Does scrap answer price?
A common hope in critical-materials policy is that when a metal gets expensive, recycling fills part of the gap. We tested it twice, each time filing the design before running it: on US recovery of scrap, and on world trade in scrap. Neither shows a detectable increase in recycled metal in the two years after a price rise. In the recovery study only two metals had the power to see a response at the size the filing said would matter, and in those two the tonnes were not there. For lead, the other filed equation — the recycled share of consumption — does show a rise; the two disagree, and both are below.
1. Does US recovery of scrap rise after prices do?
NOT SHOWN
The first design pooled 16 metals from the US Geological Survey’s historical statistics, 1953–2022, and asked whether scrap-derived supply, as a share of US consumption, rises in the two years after a 50% rise in that metal's real price, measured by the USGS unit value — which is value per tonne of apparent consumption, not a market price[7]. Sixteen metals are in scope; 15 have an apparent-consumption series, so the share equation estimates on 959 metal-years over those 15 (gold has none). The answer was -0.71 points of consumption with year effects (95% interval -2.59 to +1.17, p = 0.43) and +0.23 points without them (-1.41 to +1.87, p = 0.76). But the smallest response this design could reliably detect was 2.6 and 2.3 points, and the filing had said 1 point would matter. So that first result could not tell a useful response from none, and we said so. Within it the two lags point opposite ways — +0.71 points after one year and -1.42 after two (p = 0.001) — and a share that falls two years after a price rise is as easily the denominator moving, consumption recovering faster than scrap, as anything about scrap supply.

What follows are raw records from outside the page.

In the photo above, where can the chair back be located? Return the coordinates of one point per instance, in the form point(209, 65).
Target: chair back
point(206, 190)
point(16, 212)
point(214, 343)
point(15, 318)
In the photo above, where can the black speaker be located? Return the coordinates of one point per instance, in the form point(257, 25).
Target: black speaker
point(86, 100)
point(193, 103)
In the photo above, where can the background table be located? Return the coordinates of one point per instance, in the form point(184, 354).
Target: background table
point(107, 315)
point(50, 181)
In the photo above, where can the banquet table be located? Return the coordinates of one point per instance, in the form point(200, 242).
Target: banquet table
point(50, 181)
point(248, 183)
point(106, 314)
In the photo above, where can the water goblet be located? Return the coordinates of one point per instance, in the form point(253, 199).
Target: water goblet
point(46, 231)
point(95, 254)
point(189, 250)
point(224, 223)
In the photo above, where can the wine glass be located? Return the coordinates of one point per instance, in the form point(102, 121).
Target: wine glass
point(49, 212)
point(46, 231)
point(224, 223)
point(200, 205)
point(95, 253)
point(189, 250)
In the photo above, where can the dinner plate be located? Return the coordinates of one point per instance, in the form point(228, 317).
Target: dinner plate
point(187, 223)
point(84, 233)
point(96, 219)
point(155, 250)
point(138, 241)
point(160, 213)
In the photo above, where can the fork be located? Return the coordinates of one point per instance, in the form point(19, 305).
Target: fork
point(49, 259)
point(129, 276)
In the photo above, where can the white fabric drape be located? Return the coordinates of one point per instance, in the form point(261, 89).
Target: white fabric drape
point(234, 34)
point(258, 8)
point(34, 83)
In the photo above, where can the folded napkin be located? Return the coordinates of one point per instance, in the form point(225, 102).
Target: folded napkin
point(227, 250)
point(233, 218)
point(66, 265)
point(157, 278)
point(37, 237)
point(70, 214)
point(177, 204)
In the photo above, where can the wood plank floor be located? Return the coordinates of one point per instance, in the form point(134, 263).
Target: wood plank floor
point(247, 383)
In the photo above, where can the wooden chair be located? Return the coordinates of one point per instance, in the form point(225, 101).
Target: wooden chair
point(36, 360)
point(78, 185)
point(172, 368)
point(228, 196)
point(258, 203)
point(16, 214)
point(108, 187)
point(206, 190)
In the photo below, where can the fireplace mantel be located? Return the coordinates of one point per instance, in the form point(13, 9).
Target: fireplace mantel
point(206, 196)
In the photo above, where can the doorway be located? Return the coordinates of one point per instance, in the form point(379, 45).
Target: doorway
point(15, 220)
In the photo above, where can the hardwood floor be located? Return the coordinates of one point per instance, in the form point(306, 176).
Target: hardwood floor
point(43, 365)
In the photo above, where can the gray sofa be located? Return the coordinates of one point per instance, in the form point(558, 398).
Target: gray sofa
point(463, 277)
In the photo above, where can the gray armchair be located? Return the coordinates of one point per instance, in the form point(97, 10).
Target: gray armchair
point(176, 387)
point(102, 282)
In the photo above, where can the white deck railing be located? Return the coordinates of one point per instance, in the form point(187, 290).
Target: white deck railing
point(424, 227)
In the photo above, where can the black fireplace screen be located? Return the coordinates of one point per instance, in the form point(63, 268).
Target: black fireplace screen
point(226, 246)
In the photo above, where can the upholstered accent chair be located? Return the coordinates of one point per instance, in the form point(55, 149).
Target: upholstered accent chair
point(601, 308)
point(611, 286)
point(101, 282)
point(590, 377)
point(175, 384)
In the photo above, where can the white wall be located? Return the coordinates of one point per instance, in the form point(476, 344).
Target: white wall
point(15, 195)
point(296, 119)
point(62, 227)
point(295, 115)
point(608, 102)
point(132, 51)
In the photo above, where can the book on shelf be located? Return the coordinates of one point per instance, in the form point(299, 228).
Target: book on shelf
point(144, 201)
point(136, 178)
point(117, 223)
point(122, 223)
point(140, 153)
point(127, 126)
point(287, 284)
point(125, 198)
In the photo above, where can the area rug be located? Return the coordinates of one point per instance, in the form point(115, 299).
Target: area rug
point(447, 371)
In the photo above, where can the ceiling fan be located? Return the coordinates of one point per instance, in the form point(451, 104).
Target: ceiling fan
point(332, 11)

A second design, filed before it was run, took each metal on its own, 1960–2022, on World Bank market prices — which is why it covers seven metals and not sixteen: only those have both a Pink Sheet price and a US secondary-production series — and asked whether a metal’s scrap tonnes rise by at least 0.2% per 1% of price within two years. The threshold came from the first filing, not from the literature, but it happens to sit at the bottom of the published range: a survey of the econometric estimates puts the own-price elasticity of secondary supply at roughly 0.20 to 0.39[1], with 0.21 estimated for European secondary aluminium[2]. For the six base metals the prices are London Metal Exchange cash quotations for primary or refined metal, and for gold a spot bullion price[8] — in no case the price a scrap collector is paid, which is a gap between the regressor and the decision it stands for. Each metal is reported with the smallest response its own series could have seen; a metal that could not see 0.2 is called untestable, not a null.
| Metal | two-year elasticity | 95% interval | p | smallest it could see (80% power) | on USGS unit values | reading |
|---|---|---|---|---|---|---|
| Lead | +0.01 | -0.09 to +0.11 | 0.80 | 0.14 | +0.01 | not shown to respond |
| Aluminium | +0.01 | -0.09 to +0.12 | 0.81 | 0.15 | -0.03 | not shown to respond |
| Nickel | -0.08 | -0.23 to +0.08 | 0.34 | 0.22 | -0.07 | untestable at 0.2 |
| Copper | -0.03 | -0.23 to +0.16 | 0.73 | 0.28 | +0.02 | untestable at 0.2 |
| Zinc | -0.13 | -0.43 to +0.17 | 0.39 | 0.42 | -0.16 | untestable at 0.2 |
| Gold | +0.20 | -0.25 to +0.64 | 0.38 | 0.63 | +0.20 | untestable at 0.2 |
| Tin | +0.21 | -0.26 to +0.68 | 0.37 | 0.67 | +0.22 | untestable at 0.2 |
Source: US Geological Survey, historical statistics (DS 140) · World Bank commodity prices (Pink Sheet). Computed values: out/scrap_response_per_metal.json. Market prices for the estimates, USGS unit values for the comparison column.
Lead and aluminium could have seen a response at the filed threshold, and show none that large. Their series could detect 0.14 and 0.15; both estimates are close to zero and their intervals exclude 0.2. Among the seven tested, these are the metals where recycling is largest (median share of US consumption from scrap: lead 59% and aluminium 40%). The lead result depends on which price is used: on the USGS unit value its series could only have seen 0.22, which would make it untestable too, so aluminium is the one metal whose reading holds on both price measures. As a descriptive summary across all seven metals, five of them untestable at the threshold, the unweighted mean of the seven responses is +0.03, and their spread puts a descriptive 95% band of -0.09 to +0.15 around it — a summary of seven estimates, not an inferential interval. Using the USGS unit value instead of a market price moves no estimate by more than 0.05.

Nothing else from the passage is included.